According to the estimated delivery date on Kickstarter, Battletech will arrive for backers in May of 2017 – about a year and a half away. That might seem like an overly ambitious release date, especially considering all the extra features being added due to stretch goals. Add in the fact that this is a totally different experience from the company's recent games (not to mention a much larger project overall), and you can expect an announcement to arrive about the release being pushed back sometime later in 2017.
Then again, Harebrained has actually been pretty good with their release date estimations through Kickstarter (unlike, say, InXile, or Obsidian, or really most game development teams). Shadowrun: Hong Kong actually arrived the exact month listed in the original campaign.

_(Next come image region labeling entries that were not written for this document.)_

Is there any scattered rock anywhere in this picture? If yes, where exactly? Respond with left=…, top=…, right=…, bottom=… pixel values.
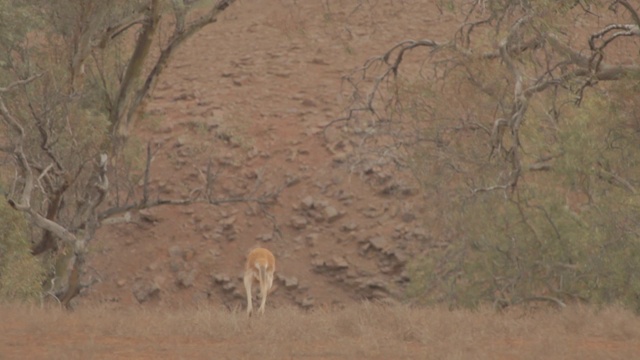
left=213, top=274, right=231, bottom=284
left=138, top=209, right=160, bottom=224
left=169, top=245, right=184, bottom=258
left=300, top=196, right=314, bottom=210
left=291, top=215, right=309, bottom=230
left=324, top=206, right=345, bottom=222
left=131, top=281, right=160, bottom=304
left=369, top=236, right=389, bottom=251
left=177, top=269, right=198, bottom=288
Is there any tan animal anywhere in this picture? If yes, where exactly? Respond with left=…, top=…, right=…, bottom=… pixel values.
left=244, top=248, right=276, bottom=316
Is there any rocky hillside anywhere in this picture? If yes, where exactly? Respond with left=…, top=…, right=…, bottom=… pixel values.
left=78, top=0, right=449, bottom=308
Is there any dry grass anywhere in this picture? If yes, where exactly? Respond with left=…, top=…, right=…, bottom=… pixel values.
left=0, top=303, right=640, bottom=359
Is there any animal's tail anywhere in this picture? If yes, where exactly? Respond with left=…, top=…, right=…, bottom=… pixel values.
left=256, top=264, right=267, bottom=285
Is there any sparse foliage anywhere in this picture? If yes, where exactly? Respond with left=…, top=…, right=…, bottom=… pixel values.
left=342, top=0, right=640, bottom=311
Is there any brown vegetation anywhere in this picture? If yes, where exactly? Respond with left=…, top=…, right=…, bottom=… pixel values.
left=0, top=303, right=640, bottom=360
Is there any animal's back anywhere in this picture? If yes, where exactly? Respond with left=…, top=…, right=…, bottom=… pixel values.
left=245, top=248, right=276, bottom=272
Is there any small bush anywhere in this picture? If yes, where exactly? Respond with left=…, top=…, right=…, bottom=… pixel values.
left=0, top=198, right=45, bottom=301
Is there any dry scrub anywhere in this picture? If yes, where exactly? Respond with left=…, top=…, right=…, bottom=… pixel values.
left=0, top=303, right=640, bottom=359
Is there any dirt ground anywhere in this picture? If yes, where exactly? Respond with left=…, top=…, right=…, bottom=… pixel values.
left=5, top=0, right=640, bottom=359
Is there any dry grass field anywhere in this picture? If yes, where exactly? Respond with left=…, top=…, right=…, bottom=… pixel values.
left=0, top=303, right=640, bottom=360
left=0, top=0, right=640, bottom=360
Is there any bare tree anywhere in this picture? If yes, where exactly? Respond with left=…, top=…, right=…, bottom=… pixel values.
left=0, top=0, right=250, bottom=306
left=340, top=0, right=640, bottom=306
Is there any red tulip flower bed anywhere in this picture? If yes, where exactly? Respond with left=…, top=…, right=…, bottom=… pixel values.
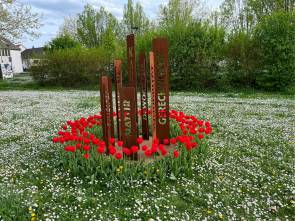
left=52, top=110, right=212, bottom=180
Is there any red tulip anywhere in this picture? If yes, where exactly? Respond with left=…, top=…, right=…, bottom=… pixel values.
left=115, top=153, right=123, bottom=160
left=83, top=145, right=90, bottom=151
left=173, top=150, right=179, bottom=158
left=131, top=146, right=138, bottom=153
left=137, top=137, right=143, bottom=144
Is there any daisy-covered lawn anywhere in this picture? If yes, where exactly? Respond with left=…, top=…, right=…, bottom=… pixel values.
left=0, top=91, right=295, bottom=221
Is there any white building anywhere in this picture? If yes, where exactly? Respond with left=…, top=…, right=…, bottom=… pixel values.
left=0, top=37, right=23, bottom=77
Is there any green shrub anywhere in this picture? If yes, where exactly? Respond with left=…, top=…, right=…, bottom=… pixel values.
left=168, top=23, right=224, bottom=90
left=254, top=12, right=295, bottom=90
left=222, top=32, right=258, bottom=88
left=31, top=48, right=112, bottom=87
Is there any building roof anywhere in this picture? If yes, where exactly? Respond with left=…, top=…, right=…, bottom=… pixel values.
left=0, top=36, right=20, bottom=51
left=22, top=47, right=44, bottom=58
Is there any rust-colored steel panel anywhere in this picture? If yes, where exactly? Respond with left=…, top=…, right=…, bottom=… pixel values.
left=100, top=76, right=114, bottom=148
left=114, top=60, right=123, bottom=139
left=127, top=34, right=136, bottom=87
left=127, top=34, right=138, bottom=136
left=139, top=53, right=150, bottom=140
left=151, top=38, right=170, bottom=142
left=150, top=52, right=157, bottom=138
left=120, top=87, right=137, bottom=159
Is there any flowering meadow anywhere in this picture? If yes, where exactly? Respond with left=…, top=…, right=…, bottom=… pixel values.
left=0, top=91, right=295, bottom=221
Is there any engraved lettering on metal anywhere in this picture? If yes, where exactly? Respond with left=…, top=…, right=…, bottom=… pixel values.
left=150, top=52, right=157, bottom=138
left=139, top=53, right=149, bottom=140
left=120, top=87, right=137, bottom=157
left=100, top=76, right=114, bottom=148
left=153, top=38, right=170, bottom=142
left=114, top=60, right=122, bottom=139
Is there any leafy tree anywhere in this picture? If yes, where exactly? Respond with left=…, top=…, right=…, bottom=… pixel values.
left=59, top=16, right=78, bottom=40
left=160, top=0, right=194, bottom=29
left=77, top=4, right=119, bottom=48
left=122, top=0, right=150, bottom=35
left=220, top=0, right=295, bottom=33
left=46, top=35, right=80, bottom=51
left=0, top=0, right=40, bottom=39
left=254, top=12, right=295, bottom=90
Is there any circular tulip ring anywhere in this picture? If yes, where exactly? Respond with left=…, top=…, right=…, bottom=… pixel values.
left=52, top=110, right=212, bottom=160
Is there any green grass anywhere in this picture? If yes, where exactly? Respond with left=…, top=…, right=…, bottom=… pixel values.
left=0, top=91, right=295, bottom=221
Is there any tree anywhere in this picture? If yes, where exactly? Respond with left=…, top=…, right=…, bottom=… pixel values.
left=0, top=0, right=40, bottom=39
left=59, top=16, right=78, bottom=40
left=46, top=35, right=80, bottom=51
left=77, top=4, right=120, bottom=48
left=159, top=0, right=204, bottom=29
left=220, top=0, right=295, bottom=33
left=253, top=12, right=295, bottom=90
left=123, top=0, right=150, bottom=35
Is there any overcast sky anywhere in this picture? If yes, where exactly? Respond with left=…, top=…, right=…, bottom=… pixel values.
left=20, top=0, right=222, bottom=48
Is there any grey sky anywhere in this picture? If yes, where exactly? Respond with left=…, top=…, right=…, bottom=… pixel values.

When Will Battletech Take Place?
One element that may be a relief or a disappointment, depending on how attached you are to Battletech lore, is that this game won't carry the story forward into the future at all, but rather takes place during the Succession Wars of 3025. It will be nice to land in classic territory, although it may have been more interesting to take us into battles unknown instead.
This was to be expected from the developer, however, as Shadowrun Returns also went back to the basics, landing in the classic Seattle sprawl and retelling the hallowed tabletop adventures of “Universal Brotherhood”. If the company's history is any indication, it's a good bet this won't be the only Battletech title to see release, and later ones will go new directions and further build on the base setup here.
Rather than playing as the nobility in any of the various feuding Houses of the Battletech universe featured in the novelizations, this upcoming reboot of the series puts you in control of a mercenary company, allowing for a wider view of the many conflicts across the Inner Sphere. Different classes of mechs will be available, and of course each will feature a high degree of customization, with every segment of the mech up for replacement with different equipment or weaponry - so you're sure to have a giant robot killing machine that fits your style.
What Will They Mess Up?
If there's a concern, it's in how the table top rules will be translated to a video game setting, as it has to be in-depth enough to keep the tactical players happy, but fast-paced enough to not get bogged down in all the details. After all, why buy a computer game that completely recreates a board game's rules when you could just pull the board and dice out and play with your friends at home anyway?
The pace of combat in a turned-based setting is also a potential concern, with massive battles likely to drag out, hopefully spurring Harebrained to not repeat the mistake of the save game fiasco of the original Shadowrun Returns, which only allowed saves in between missions.
Those potential issues aside, and assuming something earth-shattering doesn't push the game back, the simply titled Battletech is shaping up to be one of the best computer game entries so far, so long as you dig turn-based design over real-time combat. If Battletech does well – which it almost certainly will, considering 38,000+ people contributed money more than a year before its release date – this may just be the beginning of a new era of mech combat games. And with any luck Harebrained will go on to bring back more defunct FASA games, as it's way past time somebody brought Earthdawn to a digital setting.